Satnam Singh era un bracciante indiano di 31 anni che lavorava come tantissimi connazionali nell’Agro Pontino, Lazio meridionale, territorio di Latina. Era arrivato due anni fa in Italia con la compagna. Indebitato per pagare il viaggio, non parlava italiano, non aveva il permesso di soggiorno. Uno dei tanti lavoratori sfruttati, in balia del ricatto dei padroni. La schiena piegata tutto il giorno a terra per raccogliere zucchine, meloni e cocomeri. Mille sacrifici per pagare una sistemazione a Borgo Santa Maria. Lunedì un macchinario gli ha staccato di netto un braccio. Il padrone, anziché chiamare i soccorsi, lo ha caricato sul furgone in condizioni gravissime e ha messo l’arto in una cassetta della frutta. Poi ha abbandonato l’uomo per strada nei pressi della propria abitazione e durante la fuga ha gettato dal finestrino la cassetta con il braccio in un cassonetto. Hardeep Kaur, la segretaria della Flai di Latina che ha raccolto la drammatica denuncia di un iscritto ricevendo una foto dell’arto abbandonato nella cassetta all’inizio non riusciva nemmeno a capire quello che vedeva nel messaggio. Tanto era l’orrore da risultare incomprensibile. Satnam mercoledì è morto all’ospedale San Camillo di Roma per le gravi ferite e, certamente, per la mancanza di un soccorso medico tempestivo. Vittima della brutalità e dell’avidità. Nel suo nome il sindacato e la società si ribellano: Mai più barbarie.

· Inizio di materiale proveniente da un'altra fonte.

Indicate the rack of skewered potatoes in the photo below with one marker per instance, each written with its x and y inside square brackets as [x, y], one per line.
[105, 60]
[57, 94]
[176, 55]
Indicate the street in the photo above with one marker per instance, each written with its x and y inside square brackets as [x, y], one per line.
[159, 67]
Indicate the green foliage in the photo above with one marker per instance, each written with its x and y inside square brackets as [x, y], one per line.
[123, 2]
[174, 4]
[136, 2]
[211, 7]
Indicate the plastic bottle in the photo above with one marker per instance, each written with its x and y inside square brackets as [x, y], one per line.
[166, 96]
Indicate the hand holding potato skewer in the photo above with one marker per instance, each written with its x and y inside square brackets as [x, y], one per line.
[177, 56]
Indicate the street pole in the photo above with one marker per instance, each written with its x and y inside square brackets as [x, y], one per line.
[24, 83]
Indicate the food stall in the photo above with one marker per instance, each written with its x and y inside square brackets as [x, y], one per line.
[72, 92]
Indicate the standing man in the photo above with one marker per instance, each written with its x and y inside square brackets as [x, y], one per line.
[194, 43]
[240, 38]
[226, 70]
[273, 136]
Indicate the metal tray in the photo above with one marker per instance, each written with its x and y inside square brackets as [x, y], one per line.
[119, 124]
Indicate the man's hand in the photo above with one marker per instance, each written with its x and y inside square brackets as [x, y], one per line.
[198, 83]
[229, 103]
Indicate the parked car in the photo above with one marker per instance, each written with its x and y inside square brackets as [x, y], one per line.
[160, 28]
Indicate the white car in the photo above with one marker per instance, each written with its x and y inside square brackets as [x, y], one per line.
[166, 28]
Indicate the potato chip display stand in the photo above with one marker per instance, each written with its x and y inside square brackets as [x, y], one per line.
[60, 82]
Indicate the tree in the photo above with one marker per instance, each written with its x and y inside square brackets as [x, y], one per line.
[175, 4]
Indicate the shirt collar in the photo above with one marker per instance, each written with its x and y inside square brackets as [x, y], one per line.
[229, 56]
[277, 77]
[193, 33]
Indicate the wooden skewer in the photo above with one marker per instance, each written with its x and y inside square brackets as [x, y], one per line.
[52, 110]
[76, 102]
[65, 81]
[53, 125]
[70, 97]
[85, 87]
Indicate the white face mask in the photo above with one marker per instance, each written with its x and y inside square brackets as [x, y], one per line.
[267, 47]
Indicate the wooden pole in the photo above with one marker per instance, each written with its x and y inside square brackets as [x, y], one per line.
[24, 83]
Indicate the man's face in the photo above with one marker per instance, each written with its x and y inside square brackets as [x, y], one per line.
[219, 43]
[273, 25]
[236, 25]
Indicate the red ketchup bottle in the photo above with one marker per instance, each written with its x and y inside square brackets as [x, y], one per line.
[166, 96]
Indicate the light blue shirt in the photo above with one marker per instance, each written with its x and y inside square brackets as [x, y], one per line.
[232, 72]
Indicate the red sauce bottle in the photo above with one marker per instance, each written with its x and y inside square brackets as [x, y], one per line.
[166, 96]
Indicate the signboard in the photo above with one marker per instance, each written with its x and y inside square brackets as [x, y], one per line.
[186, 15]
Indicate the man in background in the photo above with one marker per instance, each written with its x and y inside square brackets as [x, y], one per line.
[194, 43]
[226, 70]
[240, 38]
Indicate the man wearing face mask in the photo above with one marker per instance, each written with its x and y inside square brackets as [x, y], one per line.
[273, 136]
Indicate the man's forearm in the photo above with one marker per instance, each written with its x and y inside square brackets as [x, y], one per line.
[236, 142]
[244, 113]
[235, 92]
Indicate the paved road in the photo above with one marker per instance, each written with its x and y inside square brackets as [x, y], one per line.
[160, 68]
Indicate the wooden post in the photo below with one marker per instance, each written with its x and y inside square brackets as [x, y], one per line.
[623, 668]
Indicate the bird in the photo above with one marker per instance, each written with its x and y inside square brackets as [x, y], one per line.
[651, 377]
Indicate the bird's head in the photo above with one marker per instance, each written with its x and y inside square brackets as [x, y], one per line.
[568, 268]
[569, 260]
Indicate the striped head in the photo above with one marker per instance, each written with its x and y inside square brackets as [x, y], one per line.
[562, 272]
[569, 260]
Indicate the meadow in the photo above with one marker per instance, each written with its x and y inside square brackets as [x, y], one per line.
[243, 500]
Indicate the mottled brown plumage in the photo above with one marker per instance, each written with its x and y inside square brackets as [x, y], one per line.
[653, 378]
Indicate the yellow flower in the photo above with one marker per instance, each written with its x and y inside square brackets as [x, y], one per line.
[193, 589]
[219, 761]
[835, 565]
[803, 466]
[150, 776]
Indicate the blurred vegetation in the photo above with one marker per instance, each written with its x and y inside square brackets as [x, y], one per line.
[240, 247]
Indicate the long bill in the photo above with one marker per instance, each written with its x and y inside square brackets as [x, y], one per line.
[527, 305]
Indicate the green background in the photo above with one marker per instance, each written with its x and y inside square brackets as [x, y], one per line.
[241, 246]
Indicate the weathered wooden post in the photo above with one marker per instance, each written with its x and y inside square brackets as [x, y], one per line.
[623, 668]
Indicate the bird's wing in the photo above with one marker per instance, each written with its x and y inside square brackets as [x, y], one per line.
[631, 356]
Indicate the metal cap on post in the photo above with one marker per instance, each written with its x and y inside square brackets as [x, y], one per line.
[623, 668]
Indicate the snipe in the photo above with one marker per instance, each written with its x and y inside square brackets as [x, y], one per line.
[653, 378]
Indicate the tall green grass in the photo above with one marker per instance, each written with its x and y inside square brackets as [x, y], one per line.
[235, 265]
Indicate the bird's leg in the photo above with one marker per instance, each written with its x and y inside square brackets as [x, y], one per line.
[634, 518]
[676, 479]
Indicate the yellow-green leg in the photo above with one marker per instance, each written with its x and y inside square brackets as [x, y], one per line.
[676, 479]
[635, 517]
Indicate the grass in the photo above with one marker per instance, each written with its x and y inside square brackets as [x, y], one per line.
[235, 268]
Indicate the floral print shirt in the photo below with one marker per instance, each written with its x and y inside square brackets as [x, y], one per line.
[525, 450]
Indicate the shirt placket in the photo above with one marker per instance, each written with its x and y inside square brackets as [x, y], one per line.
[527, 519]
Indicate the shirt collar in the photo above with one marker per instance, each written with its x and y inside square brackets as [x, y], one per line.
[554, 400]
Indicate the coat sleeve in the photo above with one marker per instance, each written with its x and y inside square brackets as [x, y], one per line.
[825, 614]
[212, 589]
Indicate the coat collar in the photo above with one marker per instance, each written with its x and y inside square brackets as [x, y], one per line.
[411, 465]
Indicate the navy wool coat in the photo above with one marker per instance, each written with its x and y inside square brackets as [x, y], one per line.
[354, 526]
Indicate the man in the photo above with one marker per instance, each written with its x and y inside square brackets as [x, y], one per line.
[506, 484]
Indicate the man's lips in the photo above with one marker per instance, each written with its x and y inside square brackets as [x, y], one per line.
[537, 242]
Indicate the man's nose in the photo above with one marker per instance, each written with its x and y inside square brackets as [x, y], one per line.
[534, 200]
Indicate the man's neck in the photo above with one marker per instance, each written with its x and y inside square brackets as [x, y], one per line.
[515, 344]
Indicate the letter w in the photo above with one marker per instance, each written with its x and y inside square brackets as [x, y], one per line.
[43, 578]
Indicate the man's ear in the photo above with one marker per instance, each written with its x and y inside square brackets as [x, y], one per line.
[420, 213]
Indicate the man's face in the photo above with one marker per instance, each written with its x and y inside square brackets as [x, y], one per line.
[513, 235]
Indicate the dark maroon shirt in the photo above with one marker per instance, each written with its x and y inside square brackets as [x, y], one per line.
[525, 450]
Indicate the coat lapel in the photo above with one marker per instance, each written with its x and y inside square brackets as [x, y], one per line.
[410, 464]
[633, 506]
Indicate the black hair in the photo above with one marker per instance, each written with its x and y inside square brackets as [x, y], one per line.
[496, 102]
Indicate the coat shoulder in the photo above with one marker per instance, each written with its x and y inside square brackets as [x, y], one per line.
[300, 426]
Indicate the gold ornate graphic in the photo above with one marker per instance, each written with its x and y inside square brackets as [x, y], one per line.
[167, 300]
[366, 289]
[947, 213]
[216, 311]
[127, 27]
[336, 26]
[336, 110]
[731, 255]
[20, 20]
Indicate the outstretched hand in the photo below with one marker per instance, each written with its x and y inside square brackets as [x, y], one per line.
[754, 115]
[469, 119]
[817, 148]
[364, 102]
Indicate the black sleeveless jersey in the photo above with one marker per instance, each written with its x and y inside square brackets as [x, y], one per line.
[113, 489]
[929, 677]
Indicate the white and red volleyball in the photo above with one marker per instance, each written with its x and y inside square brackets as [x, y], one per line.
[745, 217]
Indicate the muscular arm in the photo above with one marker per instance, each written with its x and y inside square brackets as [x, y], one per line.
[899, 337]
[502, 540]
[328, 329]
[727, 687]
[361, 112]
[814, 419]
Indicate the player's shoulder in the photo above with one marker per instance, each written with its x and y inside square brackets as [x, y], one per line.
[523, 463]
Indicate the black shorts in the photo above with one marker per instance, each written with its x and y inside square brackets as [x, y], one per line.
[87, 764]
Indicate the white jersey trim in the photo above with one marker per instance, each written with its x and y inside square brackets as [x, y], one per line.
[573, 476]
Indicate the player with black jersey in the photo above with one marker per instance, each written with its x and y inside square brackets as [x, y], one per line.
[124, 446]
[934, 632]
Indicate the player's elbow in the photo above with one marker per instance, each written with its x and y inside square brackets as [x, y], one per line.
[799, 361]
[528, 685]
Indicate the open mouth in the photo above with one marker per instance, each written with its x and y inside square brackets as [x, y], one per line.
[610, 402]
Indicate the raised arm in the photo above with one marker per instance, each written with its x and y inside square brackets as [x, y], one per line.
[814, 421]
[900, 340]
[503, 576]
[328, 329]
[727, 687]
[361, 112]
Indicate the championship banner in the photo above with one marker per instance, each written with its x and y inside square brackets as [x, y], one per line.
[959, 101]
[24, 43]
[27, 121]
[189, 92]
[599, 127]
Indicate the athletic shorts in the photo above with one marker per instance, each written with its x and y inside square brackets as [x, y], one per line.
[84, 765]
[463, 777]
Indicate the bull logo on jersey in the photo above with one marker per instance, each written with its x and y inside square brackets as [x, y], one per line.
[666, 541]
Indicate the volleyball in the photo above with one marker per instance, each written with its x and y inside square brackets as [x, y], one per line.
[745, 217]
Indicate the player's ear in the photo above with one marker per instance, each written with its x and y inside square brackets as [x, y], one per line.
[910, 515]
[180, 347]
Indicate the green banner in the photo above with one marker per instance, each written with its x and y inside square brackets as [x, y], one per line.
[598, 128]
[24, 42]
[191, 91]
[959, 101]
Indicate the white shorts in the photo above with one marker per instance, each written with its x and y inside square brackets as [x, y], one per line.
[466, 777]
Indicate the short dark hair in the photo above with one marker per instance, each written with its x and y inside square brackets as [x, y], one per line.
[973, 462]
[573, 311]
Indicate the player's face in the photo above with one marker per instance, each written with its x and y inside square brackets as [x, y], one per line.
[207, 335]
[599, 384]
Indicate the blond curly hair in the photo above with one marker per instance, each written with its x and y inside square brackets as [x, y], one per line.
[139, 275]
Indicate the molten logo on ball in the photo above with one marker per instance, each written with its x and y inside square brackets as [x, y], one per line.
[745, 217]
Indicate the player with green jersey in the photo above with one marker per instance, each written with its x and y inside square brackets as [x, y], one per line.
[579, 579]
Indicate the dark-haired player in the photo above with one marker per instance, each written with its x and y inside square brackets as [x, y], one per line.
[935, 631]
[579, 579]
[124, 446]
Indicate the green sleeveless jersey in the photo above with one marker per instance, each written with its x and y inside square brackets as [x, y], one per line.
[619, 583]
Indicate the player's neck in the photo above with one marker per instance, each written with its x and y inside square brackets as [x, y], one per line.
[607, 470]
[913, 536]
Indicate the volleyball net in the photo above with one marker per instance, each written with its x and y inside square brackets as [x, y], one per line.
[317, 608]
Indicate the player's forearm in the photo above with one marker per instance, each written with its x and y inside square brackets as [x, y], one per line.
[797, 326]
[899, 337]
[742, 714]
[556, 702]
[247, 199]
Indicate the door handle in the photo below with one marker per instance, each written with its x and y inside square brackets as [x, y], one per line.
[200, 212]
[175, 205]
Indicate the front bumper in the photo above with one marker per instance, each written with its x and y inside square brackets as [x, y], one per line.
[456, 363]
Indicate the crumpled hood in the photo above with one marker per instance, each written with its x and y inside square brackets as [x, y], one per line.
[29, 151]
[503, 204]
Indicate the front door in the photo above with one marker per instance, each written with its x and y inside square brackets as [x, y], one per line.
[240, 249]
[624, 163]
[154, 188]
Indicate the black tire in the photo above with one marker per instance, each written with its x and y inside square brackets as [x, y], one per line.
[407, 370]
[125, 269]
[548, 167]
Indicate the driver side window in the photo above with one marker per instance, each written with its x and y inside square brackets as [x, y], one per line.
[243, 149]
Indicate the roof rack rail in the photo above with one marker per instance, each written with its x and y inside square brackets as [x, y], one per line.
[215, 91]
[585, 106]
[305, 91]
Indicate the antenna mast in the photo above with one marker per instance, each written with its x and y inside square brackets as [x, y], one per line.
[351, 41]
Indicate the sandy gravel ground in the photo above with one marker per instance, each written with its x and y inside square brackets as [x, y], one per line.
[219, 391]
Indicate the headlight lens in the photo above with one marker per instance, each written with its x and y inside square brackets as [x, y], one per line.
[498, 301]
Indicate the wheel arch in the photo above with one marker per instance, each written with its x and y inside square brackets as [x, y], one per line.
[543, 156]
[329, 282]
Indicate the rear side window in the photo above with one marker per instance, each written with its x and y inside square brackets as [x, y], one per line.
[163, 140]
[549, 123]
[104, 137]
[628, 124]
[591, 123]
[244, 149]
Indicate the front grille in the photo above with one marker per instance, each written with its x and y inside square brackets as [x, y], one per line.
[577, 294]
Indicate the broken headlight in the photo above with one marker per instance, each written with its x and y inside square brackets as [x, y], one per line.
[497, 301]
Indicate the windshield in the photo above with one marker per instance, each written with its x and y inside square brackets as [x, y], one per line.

Firmare per cambiare il lavoro

Perché non accada mai più quello che è accaduto a Satnam Singh, contro lo sfruttamento, la mancanza di sicurezza, la precarietà che rende fragili, il sistema degli appalti, firmate per sostenere i quattro quesiti referendari della Cgil. La campagna va avanti.

A noi!

Il governo assesta due colpi ferali alla democrazia su premierato e autonomia differenziata. Meloni e Salvini svendono il Paese. Il conto, salatissimo, lo pagano gli italiani. Il sassolino del direttore di Collettiva, Stefano Milani

Cannibalizzare la Costituzione nel momento più delicato per la nostra democrazia è un esercizio che ci invidiano perfino a Mosca. Parafrasando il Santo Padre, “c’è troppa giorgiaggine in giro”. Ma c’è chi ne desidera di più, insaziabili nostalgici. La gente non va a votare? Serve una premier forte. Aumentano le disuguaglianze? Ecco l’autonomia differenziata. I salari sono bloccati da oltre trent’anni? Guardatevi il Tg1 e non rompeteci i meloni. Se la sovranità appartiene al popolo, il sovranismo appartiene a questo governo cialtrone che mostra i muscoli ma in realtà se la fa sotto. Si trincera dietro il sorriso smagliante di una maggioranza nel Paese che in realtà non ha. Immobili ad abbaiare alla luna. Un rumore sguaiato a risvegliare le nostre coscienze. A farci uscire da un pericoloso torpore reverenziale. A sventolargli in faccia il tricolore che ora li terrorizza manco fosse la bandiera rossa.

Roma è antifascista

A poche ore dall’aggressione di due studenti che tornavano dalla manifestazione della Sinistra in piazza Santi Apostoli, aggressione in pieno centro e in pieno giorno da parte di coetanei appartenenti a Casapound, ANPI, Cgil, associazioni e società civile rispondono con un’assemblea pubblica a piazza Vittorio. Roma resta antifascista.